Также спорно и отнесение автором к китайской подобласти, кроме южных частей Маньчжурии, еще и Корейского полуострова. Последний все-таки ближе по своей фауне к фауне больших Японских островов.

Предлагаемое М. И. Никитиным зоогеографическое районирование Маньчжурии более детальное и отражает сравнительно точно эколого-географические группировки фауны. Оно может быть вполне увязано и с нашей зоогеографической картой, если в районе Восточно-Маньчжурской горной страны автора мы проведем разграничения на северные и южные части, достаточно хорошо отличающиеся фаунистически, и отнесем две верхние вертикальные зоны (елово-пихтовых лесов и пояс гольцов) этой страны к соответствующим зоогеографическим делениям других частей Дальнего Востока.

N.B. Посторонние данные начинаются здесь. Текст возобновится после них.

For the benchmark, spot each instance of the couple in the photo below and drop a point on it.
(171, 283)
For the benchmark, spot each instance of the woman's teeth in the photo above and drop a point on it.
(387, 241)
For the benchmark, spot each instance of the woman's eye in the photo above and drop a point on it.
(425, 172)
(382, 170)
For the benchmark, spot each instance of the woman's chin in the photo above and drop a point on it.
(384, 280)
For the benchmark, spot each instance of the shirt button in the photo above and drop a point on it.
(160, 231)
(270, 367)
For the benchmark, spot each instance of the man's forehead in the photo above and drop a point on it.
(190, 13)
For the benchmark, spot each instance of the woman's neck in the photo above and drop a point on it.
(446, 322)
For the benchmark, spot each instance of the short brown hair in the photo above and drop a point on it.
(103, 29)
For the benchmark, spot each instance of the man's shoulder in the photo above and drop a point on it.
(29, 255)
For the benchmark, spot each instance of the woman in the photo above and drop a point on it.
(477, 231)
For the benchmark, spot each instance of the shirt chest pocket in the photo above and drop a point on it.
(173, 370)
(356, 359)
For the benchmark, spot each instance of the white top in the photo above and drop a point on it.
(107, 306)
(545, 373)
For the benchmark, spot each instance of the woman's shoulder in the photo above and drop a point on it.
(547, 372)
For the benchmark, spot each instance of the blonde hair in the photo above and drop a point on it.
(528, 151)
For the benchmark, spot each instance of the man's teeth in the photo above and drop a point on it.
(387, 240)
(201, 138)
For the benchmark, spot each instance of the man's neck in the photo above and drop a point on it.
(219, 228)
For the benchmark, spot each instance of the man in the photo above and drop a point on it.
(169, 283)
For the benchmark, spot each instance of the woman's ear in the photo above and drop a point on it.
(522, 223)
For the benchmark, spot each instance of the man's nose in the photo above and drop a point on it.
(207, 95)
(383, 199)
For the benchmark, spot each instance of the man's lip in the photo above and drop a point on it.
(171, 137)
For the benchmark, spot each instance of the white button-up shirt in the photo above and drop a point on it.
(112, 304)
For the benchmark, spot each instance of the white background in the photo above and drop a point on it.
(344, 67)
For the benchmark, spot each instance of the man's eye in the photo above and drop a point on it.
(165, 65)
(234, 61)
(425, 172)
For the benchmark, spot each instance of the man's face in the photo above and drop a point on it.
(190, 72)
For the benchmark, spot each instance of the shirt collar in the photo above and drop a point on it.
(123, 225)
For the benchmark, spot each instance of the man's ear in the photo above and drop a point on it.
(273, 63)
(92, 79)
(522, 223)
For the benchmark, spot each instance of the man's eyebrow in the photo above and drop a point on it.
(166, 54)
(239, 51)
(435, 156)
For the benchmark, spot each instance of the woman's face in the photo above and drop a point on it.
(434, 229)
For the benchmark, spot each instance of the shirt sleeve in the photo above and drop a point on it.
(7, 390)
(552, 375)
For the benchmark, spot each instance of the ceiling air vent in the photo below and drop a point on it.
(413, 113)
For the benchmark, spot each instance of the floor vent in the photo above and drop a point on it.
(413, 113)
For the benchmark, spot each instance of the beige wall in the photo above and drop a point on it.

Что касается зоогеографического районирования островной дуги Восточной Азии японскими авторами, то граница между фаунами европейско-сибирской (нашей охотской, или берингийской) и маньчжурской на Курильских островах и на острове Сахалин в общем виде проходит на их картах правильно, но на Сахалине эту границу надо проводить не по линии Тамануки, а отнести дальше к северу, чтобы включить в маньчжурскую подобласть (наша провинция Южного Сахалина и Больших Курил) и восточные прибрежные части острова, которые фаунистически представляют обедненный участок Юго-Западного Сахалина.

Японские зоогеографы все большие острова архипелага относят к маньчжурской подобласти. Территориально мы понимаем маньчжурскую фауну в более узком смысле. Из больших японских островов мы относим к ней только остров Иезо. Остальные крупные острова архипелага вместе с Корейским полуостровом относятся нами к особой — японской зоогеографической подобласти, которая является интегральной по отношению к общекитайской лесной фауне и генетически наиболее близкой к фаунам приамурской, или маньчжурской, и северокитайской. Однако историческое прошлое этих фаун за период квартера определило самостоятельное их развитие и вызвало явные различия между ними как в составе, так и в эколого-географических группировках.

В островном секторе маньчжурской фауны мы выделили провинцию Южного Сахалина и Больших Курил, в которой уже встречаются не только одиночные виды японской фауны, но даже такие характерные для нее ценозы, как заросли бамбука. Что же касается острова Иезо, то фауна его хотя и несет по сравнению с указанной провинцией более значительный процент японских видов, но в целом она может быть скорее сближена с маньчжурской фауной. Ее надо отнести ко второй островной провинции этой фауны.

Наконец, не только на Сахалине и Курилах, но и на больших японских островах мы должны выделить ценозы более северных фаун — дальневосточной (альпийской) и таежной (охотско-камчатской), которые представлены там в виде верхних вертикальных зон в горах.